This passionate book documents the legendary grassroots and legal struggle of a determined group of Jewish women from Israel, the United States, and other parts of the world—known as the Women of the Wall—to win the right to pray out loud together as a group, according to Jewish law; wear ritual objects; and read from Torah scrolls at the Western Wall.

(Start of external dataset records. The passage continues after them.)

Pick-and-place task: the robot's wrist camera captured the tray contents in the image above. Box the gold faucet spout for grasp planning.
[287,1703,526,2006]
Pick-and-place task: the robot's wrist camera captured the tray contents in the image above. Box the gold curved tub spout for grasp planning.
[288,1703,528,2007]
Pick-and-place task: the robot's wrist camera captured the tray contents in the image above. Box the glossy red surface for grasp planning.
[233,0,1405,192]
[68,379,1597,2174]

Eyewitness accounts of physical violence and intimidation, inspiring personal stories, and interpretations of legal and classical Jewish (halakhic) texts bring to life the historic and ongoing struggle that the Women of the Wall face in their everyday fight for religious and gender equality.
PUBLISHERS WEEKLY
For the past 14 years, a multidenominational group of women has tried to conduct a women's prayer service Torah scrolls, prayer shawls and all at the Western Wall in Jerusalem. Since their first attempt to pray there in 1988, Women of the Wall (WOW) has engaged in a political, legal and religious struggle against the State of Israel that continues today, though the group is hardly anti-Israel or anti-religious. This anthology traces the genesis, history and impact of what is now an international grassroots effort on behalf of Jewish women's religious rights. Haut, an Orthodox Jew, and Chesler, a feminist author and psychologist, present essays from 30 women who recreate the drama of praying together; explore the Jewish legal issues around women wearing and using ritual objects, and express their deep connection to the Wall. The essays reflect the diversity of voices, but the repetition of basic information in almost every piece slows the narrative flow and dilutes the book's power. The first two descriptions of the first prayer service, at which the women were "cursed, threatened, pushed, shoved, spit upon and bitten," injured by heavy metal chairs thrown at them, hospitalized and arrested, are horrifying. By the fourth mention, however, it's almost old hat. Still, the universal themes that erupt in this specific context are worthy of broad reader interest: discrimination, democracy, religious pluralism, anger at the silencing of women, solidarity, sisterhood and the sacredness of place.